You may think so, but this story is different. It doesn’t take place in Los Angeles or New York, but in communist China. Richard Gere is Jack Moore, a savvy American executive who happens to have some greedy enemies that frame him for the gruesome murder of a Beijing fashion model. Innocence matters little in China. Moore is a foreigner facing insurmountable evidence that he is the killer. Worse yet, the dead girl just so happens to be the daughter of a high-level Chinese military general. Things don’t look good for Jack. There is seemingly no way out of this legal system where punishment is swift and the due process of law doesn’t exist.
North Americans will sympathize naturally with Gere, the foreigner in a strange, communist land where nobody believes his innocence. But, those familiar with the “ugly American syndrome” will see several tell-tale signs that Moore thinks he is due the exact same freedoms as he would expect in his own country. With the United States Embassy refusing to help him, Moore must convince the hard-liner Chinese court that he is innocent. Fortunately, his court-appointed Chinese female attorney, Bai Ling, also becomes convinced of his innocence.
“Red Corner” serves as yet another political statement against a country famous for its human rights violations (released virtually simultaneously with “Seven Years in Tibet”). Numerous injustices are brought to light as Moore tries everything he can think of to prove his innocence.

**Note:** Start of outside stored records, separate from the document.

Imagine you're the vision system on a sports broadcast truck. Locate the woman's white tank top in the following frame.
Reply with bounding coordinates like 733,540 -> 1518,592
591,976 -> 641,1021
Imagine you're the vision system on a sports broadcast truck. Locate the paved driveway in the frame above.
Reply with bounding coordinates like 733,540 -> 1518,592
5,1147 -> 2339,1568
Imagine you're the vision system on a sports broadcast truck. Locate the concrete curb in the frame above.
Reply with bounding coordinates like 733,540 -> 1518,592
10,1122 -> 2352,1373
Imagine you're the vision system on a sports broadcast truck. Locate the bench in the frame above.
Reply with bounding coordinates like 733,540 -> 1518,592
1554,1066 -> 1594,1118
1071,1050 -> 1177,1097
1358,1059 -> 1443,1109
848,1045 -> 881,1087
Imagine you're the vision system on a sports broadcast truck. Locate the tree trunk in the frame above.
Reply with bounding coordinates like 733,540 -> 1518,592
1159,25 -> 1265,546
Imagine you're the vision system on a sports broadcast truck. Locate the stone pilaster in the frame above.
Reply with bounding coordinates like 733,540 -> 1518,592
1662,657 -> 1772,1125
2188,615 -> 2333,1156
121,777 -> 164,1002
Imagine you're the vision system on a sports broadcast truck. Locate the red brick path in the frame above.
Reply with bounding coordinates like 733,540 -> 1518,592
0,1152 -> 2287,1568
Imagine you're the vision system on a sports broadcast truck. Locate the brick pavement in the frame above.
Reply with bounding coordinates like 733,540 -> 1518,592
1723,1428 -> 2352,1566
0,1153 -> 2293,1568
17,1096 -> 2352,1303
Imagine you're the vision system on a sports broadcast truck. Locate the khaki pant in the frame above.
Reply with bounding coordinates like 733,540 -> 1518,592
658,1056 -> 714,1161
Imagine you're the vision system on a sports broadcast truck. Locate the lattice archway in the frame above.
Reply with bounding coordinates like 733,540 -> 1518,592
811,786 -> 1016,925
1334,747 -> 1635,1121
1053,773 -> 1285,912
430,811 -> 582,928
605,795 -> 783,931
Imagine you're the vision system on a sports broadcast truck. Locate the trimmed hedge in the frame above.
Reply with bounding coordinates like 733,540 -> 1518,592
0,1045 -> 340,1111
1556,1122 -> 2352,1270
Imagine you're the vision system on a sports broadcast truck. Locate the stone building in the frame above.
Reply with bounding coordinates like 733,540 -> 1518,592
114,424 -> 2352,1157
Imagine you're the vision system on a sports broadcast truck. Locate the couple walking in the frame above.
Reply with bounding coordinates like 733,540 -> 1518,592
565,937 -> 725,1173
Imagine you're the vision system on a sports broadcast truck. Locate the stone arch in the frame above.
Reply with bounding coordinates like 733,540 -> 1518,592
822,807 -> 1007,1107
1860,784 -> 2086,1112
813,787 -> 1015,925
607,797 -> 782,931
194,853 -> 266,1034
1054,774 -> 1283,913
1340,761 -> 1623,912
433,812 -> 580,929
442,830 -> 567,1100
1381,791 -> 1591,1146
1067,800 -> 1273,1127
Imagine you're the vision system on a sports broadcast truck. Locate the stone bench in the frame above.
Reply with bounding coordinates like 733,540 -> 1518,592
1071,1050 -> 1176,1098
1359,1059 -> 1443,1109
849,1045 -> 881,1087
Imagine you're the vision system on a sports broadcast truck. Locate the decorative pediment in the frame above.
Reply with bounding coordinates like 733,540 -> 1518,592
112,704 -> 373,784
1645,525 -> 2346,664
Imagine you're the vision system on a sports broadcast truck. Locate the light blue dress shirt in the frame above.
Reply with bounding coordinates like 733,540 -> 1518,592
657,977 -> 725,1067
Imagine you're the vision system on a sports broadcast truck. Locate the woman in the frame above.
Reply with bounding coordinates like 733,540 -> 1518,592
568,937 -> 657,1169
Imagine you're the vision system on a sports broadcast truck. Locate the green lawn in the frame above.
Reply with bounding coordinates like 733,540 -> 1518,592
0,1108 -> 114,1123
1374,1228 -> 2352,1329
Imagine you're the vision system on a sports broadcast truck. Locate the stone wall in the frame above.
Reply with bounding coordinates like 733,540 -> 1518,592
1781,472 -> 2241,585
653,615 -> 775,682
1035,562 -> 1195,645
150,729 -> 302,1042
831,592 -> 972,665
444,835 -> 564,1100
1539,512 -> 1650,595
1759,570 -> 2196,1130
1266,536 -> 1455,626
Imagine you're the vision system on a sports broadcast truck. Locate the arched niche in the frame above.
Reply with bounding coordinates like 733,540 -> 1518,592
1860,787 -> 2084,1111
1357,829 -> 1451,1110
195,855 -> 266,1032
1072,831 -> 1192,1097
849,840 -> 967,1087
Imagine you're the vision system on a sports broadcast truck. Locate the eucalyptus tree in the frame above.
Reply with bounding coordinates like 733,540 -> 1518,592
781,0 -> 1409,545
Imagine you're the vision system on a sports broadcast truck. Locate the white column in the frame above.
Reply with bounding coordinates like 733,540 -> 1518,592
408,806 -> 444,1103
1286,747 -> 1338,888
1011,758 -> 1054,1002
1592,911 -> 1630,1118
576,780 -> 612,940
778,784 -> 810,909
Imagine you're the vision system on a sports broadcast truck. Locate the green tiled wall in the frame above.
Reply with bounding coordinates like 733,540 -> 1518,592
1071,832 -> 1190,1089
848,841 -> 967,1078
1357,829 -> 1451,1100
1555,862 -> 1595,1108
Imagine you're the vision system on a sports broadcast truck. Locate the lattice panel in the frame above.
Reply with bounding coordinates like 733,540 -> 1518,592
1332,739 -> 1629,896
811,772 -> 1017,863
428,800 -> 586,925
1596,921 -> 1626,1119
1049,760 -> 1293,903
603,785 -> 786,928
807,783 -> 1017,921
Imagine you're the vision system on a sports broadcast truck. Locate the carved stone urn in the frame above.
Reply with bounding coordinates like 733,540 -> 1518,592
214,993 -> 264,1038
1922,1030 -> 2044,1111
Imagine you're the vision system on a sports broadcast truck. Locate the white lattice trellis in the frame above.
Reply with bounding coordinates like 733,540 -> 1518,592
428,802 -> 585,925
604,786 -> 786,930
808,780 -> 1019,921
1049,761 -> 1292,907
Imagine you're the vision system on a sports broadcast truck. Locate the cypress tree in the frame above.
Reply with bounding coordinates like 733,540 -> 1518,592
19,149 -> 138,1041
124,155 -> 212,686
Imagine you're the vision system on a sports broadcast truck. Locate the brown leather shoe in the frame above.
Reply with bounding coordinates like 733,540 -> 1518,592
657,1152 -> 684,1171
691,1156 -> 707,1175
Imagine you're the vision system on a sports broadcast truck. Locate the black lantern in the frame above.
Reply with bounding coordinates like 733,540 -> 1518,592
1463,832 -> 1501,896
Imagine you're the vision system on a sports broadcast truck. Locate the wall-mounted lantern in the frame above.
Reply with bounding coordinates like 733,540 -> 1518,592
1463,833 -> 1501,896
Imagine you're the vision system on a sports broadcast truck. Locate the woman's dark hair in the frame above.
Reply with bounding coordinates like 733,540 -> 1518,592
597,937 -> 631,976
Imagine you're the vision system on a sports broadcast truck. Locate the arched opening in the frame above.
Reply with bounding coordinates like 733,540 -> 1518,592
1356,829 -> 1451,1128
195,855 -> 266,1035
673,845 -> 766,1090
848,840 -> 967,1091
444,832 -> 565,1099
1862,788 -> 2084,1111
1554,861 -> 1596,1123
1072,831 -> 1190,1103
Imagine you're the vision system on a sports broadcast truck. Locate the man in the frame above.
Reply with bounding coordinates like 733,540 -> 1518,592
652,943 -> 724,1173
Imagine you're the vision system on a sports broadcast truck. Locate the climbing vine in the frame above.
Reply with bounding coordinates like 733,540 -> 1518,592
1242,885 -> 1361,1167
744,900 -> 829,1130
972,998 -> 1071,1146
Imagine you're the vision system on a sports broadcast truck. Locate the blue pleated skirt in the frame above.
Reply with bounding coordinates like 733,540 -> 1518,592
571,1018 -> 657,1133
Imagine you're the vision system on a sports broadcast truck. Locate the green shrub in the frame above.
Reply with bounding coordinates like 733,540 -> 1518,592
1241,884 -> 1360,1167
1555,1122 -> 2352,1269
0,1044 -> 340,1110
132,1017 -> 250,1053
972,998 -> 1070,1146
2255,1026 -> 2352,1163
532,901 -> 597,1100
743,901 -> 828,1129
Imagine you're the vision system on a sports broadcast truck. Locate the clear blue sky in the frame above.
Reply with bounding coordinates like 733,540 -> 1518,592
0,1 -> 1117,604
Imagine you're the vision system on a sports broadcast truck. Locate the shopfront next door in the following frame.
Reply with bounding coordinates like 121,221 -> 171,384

The R-rating of this film comes from some intense brutality and the bloody scene surrounding the mysterious murder. While there was suprisingly little profanity (only about three words in English—Chinese wasn’t tallied), the opening of the film contained numerous short clips from the opening sequence of a Baywatch spinoff (lots of girls in bikinis), as well as a semi-gratuitous sex scene that implied a sexual encounter, revealed some caressing and touching, and showed the moonlit full-body side-sillhouette of Moore’s sexual partner. Non-sexual rear nudity was also an active part in displaying the brutality Jack endures while in prison.
If you are a fan of internationally-filmed locales, or of courtroom-style drama with all of the makings of an enjoyable cinematic experience, “Red Corner” won’t disappoint.